Jusque-là, c’est le bon sens et le réalisme qui ont primé. Mais qu’a donc été la réaction de l’Algérie (avec la Syrie de Bachar El Assad et, dans une moindre mesure, la Libye et l’Irak, deux pays encore en guerre)? Émettre des réserves. Au nom de quoi? Officiellement, le refus «que soient mis sur un même pied d’égalité le droit indiscutable du peuple palestinien à l’instauration d’un État souverain et les pratiques de l’entité sioniste qui viole la légalité internationale». Officieusement, le simple plaisir de torpiller une position sur laquelle le Maroc, qui assure la présidence tournante de la Ligue et qui a appelé à la tenue de cette réunion, a naturellement pris les devants. La solidité du monde arabe face à l’épreuve, l’impératif d’une position ferme et unie ne serait-ce que pour limiter les dégâts et les vies humaines, attendront.

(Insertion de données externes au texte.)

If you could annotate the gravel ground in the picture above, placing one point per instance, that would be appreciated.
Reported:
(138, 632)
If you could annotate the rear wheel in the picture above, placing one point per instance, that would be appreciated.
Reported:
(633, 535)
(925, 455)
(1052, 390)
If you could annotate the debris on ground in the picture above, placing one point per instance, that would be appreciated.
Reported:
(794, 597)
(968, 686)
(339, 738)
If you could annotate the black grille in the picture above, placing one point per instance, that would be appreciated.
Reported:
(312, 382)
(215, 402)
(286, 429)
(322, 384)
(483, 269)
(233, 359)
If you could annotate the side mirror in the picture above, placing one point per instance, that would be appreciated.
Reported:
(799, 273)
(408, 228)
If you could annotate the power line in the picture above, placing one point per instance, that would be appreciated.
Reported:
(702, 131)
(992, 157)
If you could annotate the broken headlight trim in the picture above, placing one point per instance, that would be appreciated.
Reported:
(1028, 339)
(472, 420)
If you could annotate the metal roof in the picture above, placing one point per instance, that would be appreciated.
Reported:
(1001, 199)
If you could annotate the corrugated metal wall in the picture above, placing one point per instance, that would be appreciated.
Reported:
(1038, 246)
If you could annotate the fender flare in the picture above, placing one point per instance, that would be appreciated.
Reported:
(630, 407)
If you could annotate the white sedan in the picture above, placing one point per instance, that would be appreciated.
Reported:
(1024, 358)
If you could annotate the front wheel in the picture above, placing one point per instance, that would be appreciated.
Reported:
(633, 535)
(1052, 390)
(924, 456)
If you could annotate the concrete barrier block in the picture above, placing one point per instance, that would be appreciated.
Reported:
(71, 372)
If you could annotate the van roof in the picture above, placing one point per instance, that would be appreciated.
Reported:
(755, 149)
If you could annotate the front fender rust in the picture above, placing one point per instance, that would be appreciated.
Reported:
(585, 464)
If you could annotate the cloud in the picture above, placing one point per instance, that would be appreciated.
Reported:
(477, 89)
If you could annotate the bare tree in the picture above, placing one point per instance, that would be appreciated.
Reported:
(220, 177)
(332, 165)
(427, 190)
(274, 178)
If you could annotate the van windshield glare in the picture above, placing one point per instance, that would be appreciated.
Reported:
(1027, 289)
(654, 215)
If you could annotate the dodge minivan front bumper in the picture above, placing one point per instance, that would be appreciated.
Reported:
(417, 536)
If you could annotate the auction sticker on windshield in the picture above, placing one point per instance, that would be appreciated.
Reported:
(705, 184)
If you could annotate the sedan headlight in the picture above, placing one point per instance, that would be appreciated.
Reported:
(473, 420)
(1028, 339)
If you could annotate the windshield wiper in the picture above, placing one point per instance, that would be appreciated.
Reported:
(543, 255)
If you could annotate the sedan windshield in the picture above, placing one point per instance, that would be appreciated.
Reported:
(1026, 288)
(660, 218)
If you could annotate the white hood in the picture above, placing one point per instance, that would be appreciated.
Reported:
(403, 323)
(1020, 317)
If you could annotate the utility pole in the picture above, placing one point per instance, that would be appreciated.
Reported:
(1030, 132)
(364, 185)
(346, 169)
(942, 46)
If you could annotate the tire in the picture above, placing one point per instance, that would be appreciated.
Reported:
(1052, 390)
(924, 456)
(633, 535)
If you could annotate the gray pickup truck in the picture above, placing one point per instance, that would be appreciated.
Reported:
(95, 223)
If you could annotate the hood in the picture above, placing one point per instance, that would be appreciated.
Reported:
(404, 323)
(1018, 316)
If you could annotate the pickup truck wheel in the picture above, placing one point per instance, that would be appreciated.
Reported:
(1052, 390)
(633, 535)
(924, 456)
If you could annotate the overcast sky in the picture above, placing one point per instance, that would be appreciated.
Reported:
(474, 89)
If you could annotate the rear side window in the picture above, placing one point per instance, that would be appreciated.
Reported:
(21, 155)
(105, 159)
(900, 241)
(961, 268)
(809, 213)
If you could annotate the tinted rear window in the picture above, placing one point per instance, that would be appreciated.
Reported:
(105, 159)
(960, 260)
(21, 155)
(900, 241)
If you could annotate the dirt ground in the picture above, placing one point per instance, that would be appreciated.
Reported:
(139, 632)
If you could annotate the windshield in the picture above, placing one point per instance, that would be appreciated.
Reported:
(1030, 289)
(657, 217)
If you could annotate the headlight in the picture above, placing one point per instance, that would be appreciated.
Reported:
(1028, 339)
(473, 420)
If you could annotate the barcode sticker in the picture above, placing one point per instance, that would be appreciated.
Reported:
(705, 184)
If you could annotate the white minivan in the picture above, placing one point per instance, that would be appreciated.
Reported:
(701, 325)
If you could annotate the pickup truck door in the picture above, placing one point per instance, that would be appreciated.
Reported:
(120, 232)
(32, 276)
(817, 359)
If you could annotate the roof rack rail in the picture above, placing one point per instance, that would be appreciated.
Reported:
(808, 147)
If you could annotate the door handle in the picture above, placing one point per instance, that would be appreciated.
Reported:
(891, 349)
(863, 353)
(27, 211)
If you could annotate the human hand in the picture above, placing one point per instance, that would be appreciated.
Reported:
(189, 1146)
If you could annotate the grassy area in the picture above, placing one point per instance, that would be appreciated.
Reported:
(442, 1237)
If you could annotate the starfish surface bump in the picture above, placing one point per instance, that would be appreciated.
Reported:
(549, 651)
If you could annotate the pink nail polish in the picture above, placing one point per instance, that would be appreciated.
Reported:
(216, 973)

Dans le détail, c’est la condamnation de l’assassinat des civils des deux côtés, aussi bien les civils israéliens que palestiniens, qui irrite un belliqueux régime algérien, bien connu pour son antisémitisme décomplexé, définitivement exclu de la marche de l’histoire et plus inaudible que jamais sur la scène tant arabe qu’internationale. L’autre point, contenu dans la résolution, qui a dû irriter le régime d’Alger, c’est l’appel légitime et sensé à libérer les nombreux otages israéliens civils retenus par le Hamas. Cela ne passe pas non plus auprès d’une junte qui se nourrit de la haine. Tout comme le rappel que l’Organisation de la libération de la Palestine (OLP) est le seul représentant du peuple palestinien n’arrange pas le «système». Une telle position élimine de facto du jeu politique des organisations comme le Hamas, dont la vassalisation à l’Iran est un secret de polichinelle. Voilà qui est inacceptable pour une Algérie qui, à l’unité, préfère les étroits calculs et l’irrépressible envie de nuire. Le fait que le communiqué de la Ligue arabe nomme l’État d’Israël, alors que l’Algérie parle systématiquement d’«entité sioniste», n’arrange pas non plus les affaires d’un régime qui instrumentalise à peu de frais la cause palestinienne à des fins de politique intérieure.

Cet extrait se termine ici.